In questa misura anche in Postone si trova ancora un concetto doppio di astrazione lavoro, visto che tutto quello che è apparentemente non problematico rimane, come prima, una categoria trans-storica. Così Postone afferma che "la forma del lavoro e la struttura reale delle relazioni sociali sono differenti in formazioni sociali diverse" (ivi. p.55). Pertanto il capitalismo non si distingue dalle altre formazioni per il fatto che solo esso abbia prodotto la "forma lavoro" (cui si deve la corrispondente "forma soggetto", anch'essa valida soltanto per la costituzione moderna), ma  si distingue unicamente per la "forma del lavoro". Quindi, si suppone che si tratti nuovamente di una mera differenza di forma, rispetto ad uno stato di cose che nonostante tutto è ancora una volta trans-storico, ed insieme ontologico, tale e quale come lo si trova nell'argomentazione aporetica di Marx. La specificità del capitalismo consisterebbe, pertanto, secondo Postone, nella funzione di sintesi sociale del lavoro, dal momento che solo in quanto tale verrebbe inteso il "dispendio immediato di lavoro umano" (ivi, p.60) nel processo di produzione: "Questa qualità sociale - storicamente unica - distingue il lavoro nel capitalismo dal lavoro in altre società" (ivi, p.88).
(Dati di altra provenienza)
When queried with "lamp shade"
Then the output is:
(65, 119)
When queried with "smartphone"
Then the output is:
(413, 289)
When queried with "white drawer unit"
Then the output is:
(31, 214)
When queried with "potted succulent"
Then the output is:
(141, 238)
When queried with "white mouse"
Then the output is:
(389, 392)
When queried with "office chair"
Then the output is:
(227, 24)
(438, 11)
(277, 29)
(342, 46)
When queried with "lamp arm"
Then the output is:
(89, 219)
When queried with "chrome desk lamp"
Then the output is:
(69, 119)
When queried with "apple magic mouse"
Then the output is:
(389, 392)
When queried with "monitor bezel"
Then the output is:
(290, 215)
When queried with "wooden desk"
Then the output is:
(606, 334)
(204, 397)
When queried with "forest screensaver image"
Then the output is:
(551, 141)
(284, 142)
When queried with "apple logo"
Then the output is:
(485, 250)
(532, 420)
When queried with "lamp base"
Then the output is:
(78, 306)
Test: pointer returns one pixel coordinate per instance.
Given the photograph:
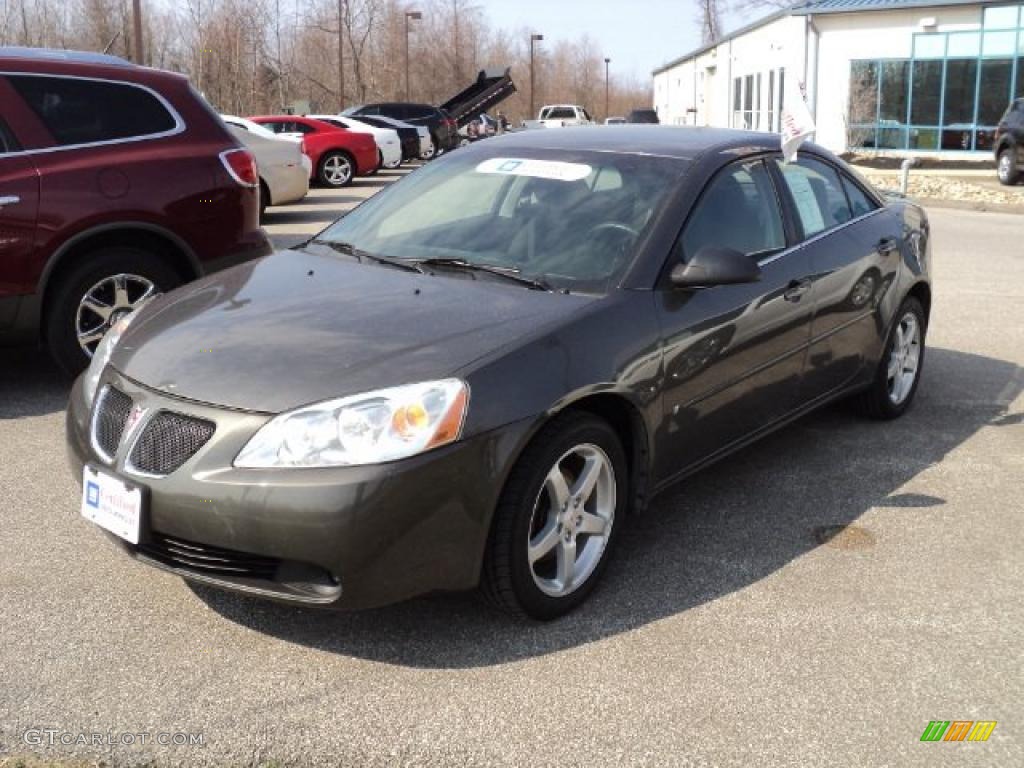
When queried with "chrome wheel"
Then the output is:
(105, 303)
(904, 358)
(337, 170)
(571, 520)
(1005, 166)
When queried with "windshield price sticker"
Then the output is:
(549, 169)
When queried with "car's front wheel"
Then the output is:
(100, 289)
(1006, 167)
(899, 370)
(557, 518)
(336, 169)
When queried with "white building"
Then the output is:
(907, 77)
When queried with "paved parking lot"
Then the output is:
(814, 600)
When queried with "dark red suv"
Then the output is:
(117, 182)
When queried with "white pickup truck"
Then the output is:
(561, 116)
Questo, chiaramente, causa una certa confusione per quanto riguarda la validità trans-storica o specificamente storica (che appartiene solo alla modernità) del concetto di lavoro astratto. Postone stesso lo intuisce, nel formulare occasionalmente il concetto di lavoro ontologico e trans-storico apparentemente non problematico, di modo che nonostante tutto, senza volere, lo problematizza: "In tutte le società esistono differenti espressioni di quello che noi abitualmente designiamo come lavoro" (ivi, p.233). Questa formulazione implica già che "noi" (gli uomini moderni socializzati nella categoria del lavoro) "abitualmente", anche, "designiamo come lavoro" in altre società qualcosa che nella realtà non corrisponde a tale astrazione. Questo diventa ancora più chiaro quando Postone parla di "attività sotto forma di lavoro" (ivi, p.233) in società non capitaliste. Questa strana espressione rende evidente lo scrupolo implicito di Postone riguardo la categoria del lavoro che egli ancora, in un certo modo, si porta dietro, secondariamente, come trans-storica; scrupolo che non ancora non è diventato esplicito.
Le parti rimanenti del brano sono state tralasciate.